Now, onto info on "short sales"
"In connection with distributions of the Common Stock or otherwise, the Selling Stockholders may enter into hedging transactions with broker-dealers or other financial institutions. In connection with such transactions, broker- dealers or other financial institutions may engage in short sales of Common Stock, in the course of hedging the positions they assume with the Selling Stockholders. The Selling Stockholders may also enter into options or other transactions with broker-dealers or other financial institutions which require the delivery to such broker-dealer or financial institution of the shares of Common Stock offered hereby, which such broker-dealer or other financial institution may resell pursuant to this Prospectus (as supplemented or amended to reflect such transaction). The Selling Stockholders may also pledge the shares offered hereby to a broker-dealer or other financial institution and, upon a default, such broker-dealer or other financial institution may effect sales of the pledged shares pursuant to this Prospectus (as supplemented or amended to reflect such transaction). In addition, any Common Stock covered by this Prospectus that so qualifies may be sold under Rule 144 under the Securities Act."

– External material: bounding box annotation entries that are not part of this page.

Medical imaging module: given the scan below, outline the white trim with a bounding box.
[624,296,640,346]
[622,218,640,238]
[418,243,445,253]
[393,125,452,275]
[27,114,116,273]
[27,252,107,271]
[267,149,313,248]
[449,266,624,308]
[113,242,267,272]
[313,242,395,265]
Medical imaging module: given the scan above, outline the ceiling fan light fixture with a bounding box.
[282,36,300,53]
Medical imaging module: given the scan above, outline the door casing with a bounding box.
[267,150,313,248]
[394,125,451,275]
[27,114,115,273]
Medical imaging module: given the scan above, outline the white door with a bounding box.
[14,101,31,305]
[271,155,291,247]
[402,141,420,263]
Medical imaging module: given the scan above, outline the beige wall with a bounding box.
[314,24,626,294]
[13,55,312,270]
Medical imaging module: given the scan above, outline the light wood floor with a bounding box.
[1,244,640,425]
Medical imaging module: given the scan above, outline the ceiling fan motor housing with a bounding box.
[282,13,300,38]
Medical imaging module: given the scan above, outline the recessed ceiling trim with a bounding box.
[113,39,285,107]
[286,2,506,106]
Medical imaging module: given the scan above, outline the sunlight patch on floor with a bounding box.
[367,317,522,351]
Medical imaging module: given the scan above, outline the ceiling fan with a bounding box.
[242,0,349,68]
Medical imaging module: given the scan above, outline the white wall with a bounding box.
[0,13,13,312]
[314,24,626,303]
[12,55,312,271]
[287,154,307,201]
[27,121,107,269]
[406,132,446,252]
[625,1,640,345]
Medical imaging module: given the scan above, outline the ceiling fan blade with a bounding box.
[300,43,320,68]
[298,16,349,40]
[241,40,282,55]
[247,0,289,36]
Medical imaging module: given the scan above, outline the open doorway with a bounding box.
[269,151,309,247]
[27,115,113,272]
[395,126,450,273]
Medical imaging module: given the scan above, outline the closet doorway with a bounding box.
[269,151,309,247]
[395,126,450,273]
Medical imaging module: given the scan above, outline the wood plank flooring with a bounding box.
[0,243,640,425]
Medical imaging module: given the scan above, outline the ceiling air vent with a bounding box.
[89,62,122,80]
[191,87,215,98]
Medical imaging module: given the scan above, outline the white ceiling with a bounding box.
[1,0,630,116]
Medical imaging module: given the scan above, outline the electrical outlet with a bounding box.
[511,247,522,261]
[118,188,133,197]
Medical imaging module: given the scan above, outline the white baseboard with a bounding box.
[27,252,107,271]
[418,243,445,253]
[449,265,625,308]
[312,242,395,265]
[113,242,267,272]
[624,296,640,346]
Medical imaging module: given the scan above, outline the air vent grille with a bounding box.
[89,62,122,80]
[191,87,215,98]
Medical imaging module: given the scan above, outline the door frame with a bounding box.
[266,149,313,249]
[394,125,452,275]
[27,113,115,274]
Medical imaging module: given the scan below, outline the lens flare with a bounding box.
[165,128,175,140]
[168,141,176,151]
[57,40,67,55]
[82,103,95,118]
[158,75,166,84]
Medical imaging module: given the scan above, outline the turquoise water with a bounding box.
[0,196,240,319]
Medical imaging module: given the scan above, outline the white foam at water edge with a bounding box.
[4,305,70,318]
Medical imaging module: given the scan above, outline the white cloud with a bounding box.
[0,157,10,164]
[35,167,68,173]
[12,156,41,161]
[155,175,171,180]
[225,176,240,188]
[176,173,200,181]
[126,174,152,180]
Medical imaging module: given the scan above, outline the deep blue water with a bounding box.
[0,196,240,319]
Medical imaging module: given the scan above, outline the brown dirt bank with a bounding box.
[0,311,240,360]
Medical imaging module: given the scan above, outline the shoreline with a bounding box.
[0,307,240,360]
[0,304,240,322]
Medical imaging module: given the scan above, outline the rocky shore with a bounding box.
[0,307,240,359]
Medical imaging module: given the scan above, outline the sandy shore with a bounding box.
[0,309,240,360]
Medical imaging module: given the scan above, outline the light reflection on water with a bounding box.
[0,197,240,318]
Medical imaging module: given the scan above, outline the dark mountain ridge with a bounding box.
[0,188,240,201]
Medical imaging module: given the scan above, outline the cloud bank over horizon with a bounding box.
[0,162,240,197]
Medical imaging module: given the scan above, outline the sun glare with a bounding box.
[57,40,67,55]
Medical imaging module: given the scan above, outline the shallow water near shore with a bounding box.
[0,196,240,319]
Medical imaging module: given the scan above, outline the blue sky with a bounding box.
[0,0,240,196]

" The Company has informed the Selling Stockholders that the anti- manipulation provisions of Regulation M under the Exchange Act may apply to their sales of the shares offered hereby and has furnished each of the Selling Stockholders with a copy of these rules. The Company also has advised the Selling Stockholders of the requirement for delivery of this Prospectus in connection with any public sale of the shares."
Anyone have a copy of Regulation M?
What happens to common shareholders in the case of Chapter 7:
" In the event of liquidation, dissolution and winding up of the Company, each holder of Series B Preferred Stock will be entitled to receive an amount equal to $100, plus any accrued and unpaid dividends, per share of Series B Preferred Stock, before any payment shall be made with respect to outstanding shares of the Common Stock. As long as at least one-third of the currently outstanding Series B Preferred Stock remains outstanding, the Company will be prohibited from authorizing or issuing additional stock that ranks senior to the Series B Preferred Stock as to dividends and distributions or payments on liquidation, dissolution and winding up. Except as described above, the holders of the Series B Preferred Stock do not have any voting, preemptive, subscription or redemption rights."
In other words, series B holders will get the second $7M of breakup value. (Series A holders get the first $170,000) Thismeans that if NTN were to fold tomorrow, the common shares would be worthless. This is only a risk factor; company believes (as stated above) that it can continue as a going concern for the forseeable future.
Well, that's the important parts as I see it. Comments welcome.